Hoje, o Médicos Pelo Brasil oferece permanência indefinida, com vínculo CLT e plano de carreira com incentivo para permanência, explica Alain. “Um bom benefício anunciado pelo novo Mais Médicos são os descontos para os que foram formados pelo FIES, mas continua sendo um benefício temporário. Na minha opinião como profissional, o Mais Médicos vai ser um vínculo transitório que os médicos vão procurar até se especializarem ou conseguirem outro emprego. Enquanto o Médicos Pelo Brasil pode ser opção de carreira na atenção básica”, afirma.

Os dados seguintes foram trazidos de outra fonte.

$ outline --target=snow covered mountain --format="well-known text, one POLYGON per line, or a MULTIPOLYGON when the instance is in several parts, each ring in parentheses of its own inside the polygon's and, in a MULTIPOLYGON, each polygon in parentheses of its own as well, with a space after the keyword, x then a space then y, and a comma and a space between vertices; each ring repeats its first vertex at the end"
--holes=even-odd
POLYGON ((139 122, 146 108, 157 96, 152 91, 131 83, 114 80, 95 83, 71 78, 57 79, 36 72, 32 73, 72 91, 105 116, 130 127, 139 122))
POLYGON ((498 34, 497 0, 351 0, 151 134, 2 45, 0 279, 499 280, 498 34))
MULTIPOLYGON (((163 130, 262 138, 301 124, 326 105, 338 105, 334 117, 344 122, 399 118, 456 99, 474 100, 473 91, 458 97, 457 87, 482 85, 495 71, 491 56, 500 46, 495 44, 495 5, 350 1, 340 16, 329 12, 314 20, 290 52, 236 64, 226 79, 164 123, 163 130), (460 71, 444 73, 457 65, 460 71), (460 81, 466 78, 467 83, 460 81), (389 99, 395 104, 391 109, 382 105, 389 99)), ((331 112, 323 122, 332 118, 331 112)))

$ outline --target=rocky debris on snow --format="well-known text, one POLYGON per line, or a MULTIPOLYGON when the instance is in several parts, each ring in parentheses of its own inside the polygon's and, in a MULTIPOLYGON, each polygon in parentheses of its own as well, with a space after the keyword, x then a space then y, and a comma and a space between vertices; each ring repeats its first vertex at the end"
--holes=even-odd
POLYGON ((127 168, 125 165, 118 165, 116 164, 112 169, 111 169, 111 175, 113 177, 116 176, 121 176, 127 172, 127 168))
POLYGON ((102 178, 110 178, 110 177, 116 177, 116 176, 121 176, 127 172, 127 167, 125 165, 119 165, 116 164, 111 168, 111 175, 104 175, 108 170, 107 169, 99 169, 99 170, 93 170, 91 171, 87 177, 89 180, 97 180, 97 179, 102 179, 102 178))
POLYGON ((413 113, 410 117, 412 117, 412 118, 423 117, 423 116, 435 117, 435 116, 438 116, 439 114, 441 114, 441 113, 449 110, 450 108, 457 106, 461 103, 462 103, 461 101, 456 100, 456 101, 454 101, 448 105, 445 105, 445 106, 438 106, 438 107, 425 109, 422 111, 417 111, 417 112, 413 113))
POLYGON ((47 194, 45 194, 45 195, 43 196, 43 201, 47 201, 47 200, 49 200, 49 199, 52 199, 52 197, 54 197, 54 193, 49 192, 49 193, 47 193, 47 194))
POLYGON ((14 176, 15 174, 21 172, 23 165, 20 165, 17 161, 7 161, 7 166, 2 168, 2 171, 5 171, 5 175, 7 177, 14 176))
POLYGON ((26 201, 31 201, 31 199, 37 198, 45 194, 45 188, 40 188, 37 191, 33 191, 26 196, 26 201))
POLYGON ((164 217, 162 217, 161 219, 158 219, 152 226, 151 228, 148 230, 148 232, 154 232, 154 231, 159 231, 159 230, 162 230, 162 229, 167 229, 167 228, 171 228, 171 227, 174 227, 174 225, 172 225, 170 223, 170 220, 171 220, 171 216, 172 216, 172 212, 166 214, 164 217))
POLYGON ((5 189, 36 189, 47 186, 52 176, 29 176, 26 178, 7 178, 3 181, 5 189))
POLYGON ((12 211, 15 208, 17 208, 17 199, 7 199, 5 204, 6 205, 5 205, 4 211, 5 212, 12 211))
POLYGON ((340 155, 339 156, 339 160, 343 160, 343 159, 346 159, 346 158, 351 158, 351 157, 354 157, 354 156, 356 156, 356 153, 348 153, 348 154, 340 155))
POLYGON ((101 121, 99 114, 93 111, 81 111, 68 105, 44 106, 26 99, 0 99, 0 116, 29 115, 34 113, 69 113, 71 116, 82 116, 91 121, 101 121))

Formado pela Faculdade de Medicina da Universidade Federal da Bahia (UFBA) em 2020, o clínico geral Vitor Daniel Vieira Zuba entrou no PMM durante a pandemia. Hoje, ainda pelo PMM, ele trabalha na atenção básica em Nazaré das Farinhas (cerca de 80km de Salvador) e conta que uma das grandes vantagens do programa é a segurança de um emprego em que o médico tem uma remuneração em dia garantida, pois um grande problema hoje na saúde pública é o não pagamento em dia. Ou mesmo calotes na rede privada.

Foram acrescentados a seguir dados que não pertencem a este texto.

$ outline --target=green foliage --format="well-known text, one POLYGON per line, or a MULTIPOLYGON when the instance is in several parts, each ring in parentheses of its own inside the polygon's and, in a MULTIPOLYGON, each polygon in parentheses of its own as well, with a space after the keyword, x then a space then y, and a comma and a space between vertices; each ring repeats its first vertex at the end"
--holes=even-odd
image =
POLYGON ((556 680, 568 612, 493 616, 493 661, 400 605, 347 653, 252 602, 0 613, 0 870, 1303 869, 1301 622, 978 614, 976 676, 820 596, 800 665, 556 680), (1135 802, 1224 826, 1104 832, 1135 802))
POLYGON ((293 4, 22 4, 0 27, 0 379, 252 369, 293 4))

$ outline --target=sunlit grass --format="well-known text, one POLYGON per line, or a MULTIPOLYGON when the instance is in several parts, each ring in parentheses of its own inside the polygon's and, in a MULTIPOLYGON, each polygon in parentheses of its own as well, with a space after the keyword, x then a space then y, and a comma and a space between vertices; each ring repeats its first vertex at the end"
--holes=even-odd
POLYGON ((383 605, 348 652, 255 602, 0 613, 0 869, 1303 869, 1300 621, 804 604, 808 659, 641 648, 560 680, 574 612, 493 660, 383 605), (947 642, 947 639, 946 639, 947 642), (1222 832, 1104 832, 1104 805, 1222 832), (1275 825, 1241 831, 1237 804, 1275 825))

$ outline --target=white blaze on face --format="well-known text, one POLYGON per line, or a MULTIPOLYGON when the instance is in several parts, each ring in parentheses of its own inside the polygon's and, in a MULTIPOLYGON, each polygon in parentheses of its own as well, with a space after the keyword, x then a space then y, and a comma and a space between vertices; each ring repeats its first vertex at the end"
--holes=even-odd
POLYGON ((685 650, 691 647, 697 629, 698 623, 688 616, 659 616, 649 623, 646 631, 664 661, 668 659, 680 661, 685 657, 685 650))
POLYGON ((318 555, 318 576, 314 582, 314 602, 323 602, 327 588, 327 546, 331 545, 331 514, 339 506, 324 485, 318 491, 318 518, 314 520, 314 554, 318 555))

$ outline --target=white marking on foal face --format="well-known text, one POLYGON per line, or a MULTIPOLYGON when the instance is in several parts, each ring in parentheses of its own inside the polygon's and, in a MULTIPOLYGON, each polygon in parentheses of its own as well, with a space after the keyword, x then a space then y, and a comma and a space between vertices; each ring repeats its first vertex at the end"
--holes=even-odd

Vitor aponta que é muito importante que o programa continue provendo assistência à população mais carente de regiões afastadas, mas assim como Alain, acha que o novo formato vai contra as boas ideias no MpB. “Principalmente quanto à oportunidade de ter um plano de carreira, o que não é oferecido no PMM. Um médico que tem um plano de carreira e estabilidade de emprego, certamente irá se fixar no município e continuar atuando neste local. O que é muito importante, pois um dos fundamentos de saúde e família é criar este vínculo com a comunidade para explorar a fundo as demandas da população atendida pela unidade de saúde”, explica o médico.